Sedat SADİOĞLU'nun 2 Mart 2025 tarihli yazısı: HAYATIN BOYUTLARI-3/4: Bazı Sosyal Değerlendirmeler Üzerine

Alçak Gönüllülük

Alçak gönüllülük, kelime anlamıyla ‘kibir’ ve ‘gurur’un karşıtıdır. Ancak, yetersizlik,  korkaklık ve güvensizlik de değildir. İnsanın kendini küçük görerek alçaltması da değildir. Alçak gönüllülük, İnsanın kendi değerlerini, yeteneklerini, olumlu ve olumsuz yanlarını bilerek; kendini olduğundan başka türlü görmemesi ve göstermeye kalkışmamasıdır.

Alçak gönüllülük, benlik tutkusundan kurtulmayı bilmek, gösterişe değil öze önem vermek, gereksizce övünmemek, övülmeyi de beklememektir. İnsanın gerçekten alçak gönüllü olabilmesi için önce kendisine, sonra da karşısındakilere karşı dürüst olması gerekir. Alçak gönüllü kişiler aynı zamanda mütevazı kişilerdir. Aşağıda alçak gönüllük adına yazılmış güzel sözlere bakalım;

·         Övülmek isterseniz, alçak gönüllülüğü yem olarak kullanabilirsiniz.  (Chesterfıeld)

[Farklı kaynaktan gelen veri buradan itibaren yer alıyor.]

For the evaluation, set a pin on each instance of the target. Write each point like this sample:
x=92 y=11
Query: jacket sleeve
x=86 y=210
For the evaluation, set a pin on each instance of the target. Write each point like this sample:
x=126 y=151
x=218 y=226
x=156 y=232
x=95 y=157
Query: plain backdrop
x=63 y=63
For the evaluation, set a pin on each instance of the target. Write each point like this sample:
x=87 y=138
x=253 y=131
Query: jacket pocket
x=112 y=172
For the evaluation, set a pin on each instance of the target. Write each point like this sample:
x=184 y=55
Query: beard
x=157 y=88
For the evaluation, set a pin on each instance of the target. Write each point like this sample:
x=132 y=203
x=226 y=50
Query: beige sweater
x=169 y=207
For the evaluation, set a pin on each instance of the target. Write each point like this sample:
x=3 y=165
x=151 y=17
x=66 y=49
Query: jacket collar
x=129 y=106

·         Gerçekten alçak gönüllü olan bir insan, kendisinden hiç söz etmeyen insandır. (La Bruyere)

·         İnsan gururu yüzünden de alçak gönüllü olabilir. (Montaigne) 

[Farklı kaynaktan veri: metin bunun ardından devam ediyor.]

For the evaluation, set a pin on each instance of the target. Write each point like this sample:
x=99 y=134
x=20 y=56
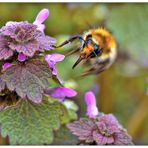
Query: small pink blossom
x=92 y=110
x=41 y=17
x=21 y=57
x=5 y=66
x=60 y=92
x=52 y=60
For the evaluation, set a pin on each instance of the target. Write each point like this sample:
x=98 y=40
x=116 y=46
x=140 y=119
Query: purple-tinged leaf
x=122 y=138
x=28 y=80
x=103 y=130
x=5 y=51
x=23 y=37
x=2 y=84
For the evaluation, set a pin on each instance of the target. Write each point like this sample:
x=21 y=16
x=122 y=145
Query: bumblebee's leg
x=91 y=71
x=73 y=38
x=73 y=51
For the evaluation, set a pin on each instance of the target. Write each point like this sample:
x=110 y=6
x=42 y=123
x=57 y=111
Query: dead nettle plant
x=99 y=128
x=30 y=108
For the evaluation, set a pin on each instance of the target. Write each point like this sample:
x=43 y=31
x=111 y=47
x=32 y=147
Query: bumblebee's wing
x=73 y=51
x=93 y=71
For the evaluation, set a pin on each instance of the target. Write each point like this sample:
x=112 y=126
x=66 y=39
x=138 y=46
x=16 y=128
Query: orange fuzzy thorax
x=103 y=38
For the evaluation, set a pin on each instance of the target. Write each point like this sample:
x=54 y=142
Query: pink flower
x=60 y=92
x=21 y=57
x=52 y=60
x=92 y=110
x=5 y=66
x=41 y=17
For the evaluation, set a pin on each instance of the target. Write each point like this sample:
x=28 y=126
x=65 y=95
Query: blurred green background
x=121 y=90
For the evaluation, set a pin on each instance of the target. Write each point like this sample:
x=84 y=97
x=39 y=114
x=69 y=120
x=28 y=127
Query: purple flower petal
x=54 y=57
x=60 y=92
x=23 y=37
x=92 y=110
x=21 y=57
x=41 y=17
x=52 y=60
x=5 y=66
x=5 y=51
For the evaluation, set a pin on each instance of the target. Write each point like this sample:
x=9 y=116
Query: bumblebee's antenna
x=73 y=38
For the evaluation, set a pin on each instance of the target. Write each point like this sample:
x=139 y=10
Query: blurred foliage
x=121 y=89
x=129 y=24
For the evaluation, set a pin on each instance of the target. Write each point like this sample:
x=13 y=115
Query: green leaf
x=28 y=80
x=31 y=123
x=129 y=25
x=64 y=137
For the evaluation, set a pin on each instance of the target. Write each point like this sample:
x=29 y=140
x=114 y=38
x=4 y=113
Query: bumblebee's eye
x=96 y=47
x=89 y=41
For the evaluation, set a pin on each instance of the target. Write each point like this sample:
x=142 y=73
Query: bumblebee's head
x=98 y=43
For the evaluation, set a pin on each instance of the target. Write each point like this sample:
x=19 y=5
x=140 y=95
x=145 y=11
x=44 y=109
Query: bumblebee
x=97 y=50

·         Bir adamın gerçekten büyük olup olmadığını, onun alçak gönüllülüğünden anlayabilirsiniz. (Anonim)

·         Senden iyilere yerini vermesini bil. (Keble)

·         Alçak gönüllülük, gururun perhizidir. (Voltaire)

·         Alçak gönüllü insan, kendini hiç söz konusu etmez. (La Bruyere)

·         Alçak gönüllülük, kendi gerçek değerini anlamaktır. (Anatole France)

·         Kendi kendine alçalmayan kimse, başkası yanında yükselemez. (Servi)

·         Sizin mağfiret edileceğiniz en büyük ibadetlerin başında tevazu gelir. (Hz. Ali r.a.)

·         Tevazu içinde yürüdüğüm içindir ki, önümde bütün yollar açılıyor. (Goethe)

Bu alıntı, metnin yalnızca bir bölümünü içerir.